Commenting on the outer appearance of the new house, Lugue said he saw a familiar silhouette in its architecture. “Although it was never intentional, the house turned out to look like a gigantic Happy Meal Box except for the Golden arches on top, when it was finished.” Since then, Lugue said he always endearingly refers to that house as a “Happy Meal house.”
“I said to myself, ‘what a perfect receptacle for these fast food toys,'” he added.
As for why he collects toys, Lugue explained that each piece would represent a vivid story in his life.
“They are like mementos of very special meals I shared with people who are very important to me.” One such toy is the Hetty Spaghetti, which Lugue bought with his mother way back in the 80s. “My mother passed on a couple of years ago and seeing and touching this same Hetty toy transported me to the place and time where both my mom and I shared a special happy moment.”
For Lugue, his collectibles are an “awesome tapestry” of his life, where each toy has a happy story to tell. And now, acquiring a toy from every visit to a fast-food restaurant has become “non-negotiable” for Lugue. “I have to buy a toy just so I may be able to encapsulate or immortalize that fun rendezvous in a fast food restaurant with friends and family,” he added.
Over the years, Lugue developed a methodical way to obtain toys that is not only easy on his wallet but also his diet.

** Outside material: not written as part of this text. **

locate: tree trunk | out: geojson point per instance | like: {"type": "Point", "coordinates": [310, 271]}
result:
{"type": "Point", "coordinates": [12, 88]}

First, he would go with his family to Jollibee once a month to complete the set of toys that were on offer. This would be followed by a monthly visit to McDonald’s by Lugue and his friends, where they would collect toys to complete the set of Happy Meal Toys.
“Basically, it’s just two visits to fast-food restaurants per month. With a little help from my friends and family, we get to enjoy a meal together which is in no way detrimental to our health and I get to keep all the toys from all the Happy Meals and Jolly Meals.”
When asked whether the COVID-19 pandemic affected the growth of his toy collection, Lugue said he wasn’t stopped from acquiring more pieces. In fact, his immense love for toys allowed him to work around a global pandemic to add to his stash.
He made the best out of the situation by ordering food deliveries to his office and getting his colleagues into buying meals with toys on offer. “I was able to convince my colleagues into buying Happy Meals in one of our dinners. In just one delivery, I was able to complete the set of Doraemon toys, which are currently being offered here in McDonald’s,” he said.
“It was a most unusual set-up but a happy one nonetheless.”